Copy the source code below and save as extraktor.pl, then apply to the uncompressed XML dump like this:

perl extraktor.pl <enwiki-20060816-pages-articles.xml >enwiki.parameters

For the page above, this script should produce the following output:

Otherusesof|Ophir, Alaska|1|1|Ophir
Coor dms|Ophir, Alaska|2|1|63
Coor dms|Ophir, Alaska|2|2|08
Coor dms|Ophir, Alaska|2|3|41
Coor dms|Ophir, Alaska|2|4|N
Coor dms|Ophir, Alaska|2|5|156
Coor dms|Ophir, Alaska|2|6|31
Coor dms|Ophir, Alaska|2|7|10
Coor dms|Ophir, Alaska|2|8|W
Coor dms|Ophir, Alaska|2|9|

In this simple case, there are only position parameters without names, and no advanced syntax. The output is line-oriented with the vertical bar (|) as field separator. Each line has three or five fields.

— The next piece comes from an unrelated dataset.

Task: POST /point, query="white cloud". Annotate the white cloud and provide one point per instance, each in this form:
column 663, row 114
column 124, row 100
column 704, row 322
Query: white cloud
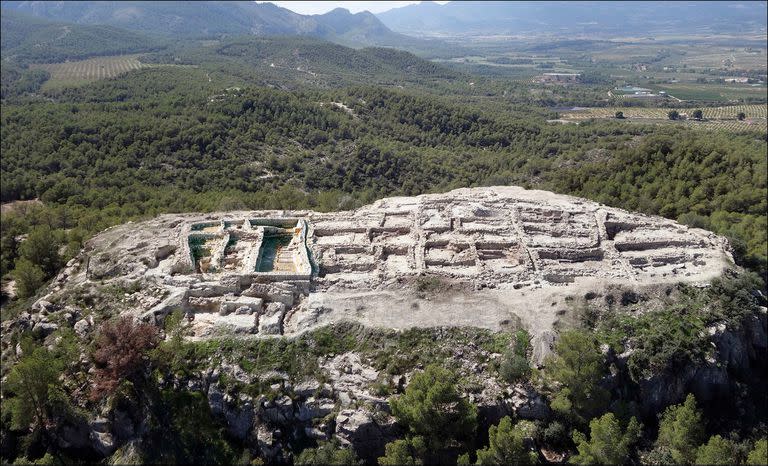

  1. The first field is the name of the called template.
  2. The second field is the name of the page from where the template was called.
  3. The third field is a sequence number of this call within the page.
  4. The fourth field is the name (where applicable) or positional number of a parameter in this call.
  5. The fifth field is the value of this parameter in this call.

For template calls without parameters, e.g. {{stub}}, fields 4 and 5 are left out.

Disclaimer[edit]

This simple script doesn't really parse wikimarkup. It only applies some ad-hoc regular expression substitutions. (Note: this is also what the actual MediaWiki "parser" does!) For practical reasons, some difficult syntax such as <math> is simply replaced with the placeholder $math. These placeholders use Perl-like syntax such as $PAGENAME, $(14), [[link $! linktext]] and @(Taxobox:2).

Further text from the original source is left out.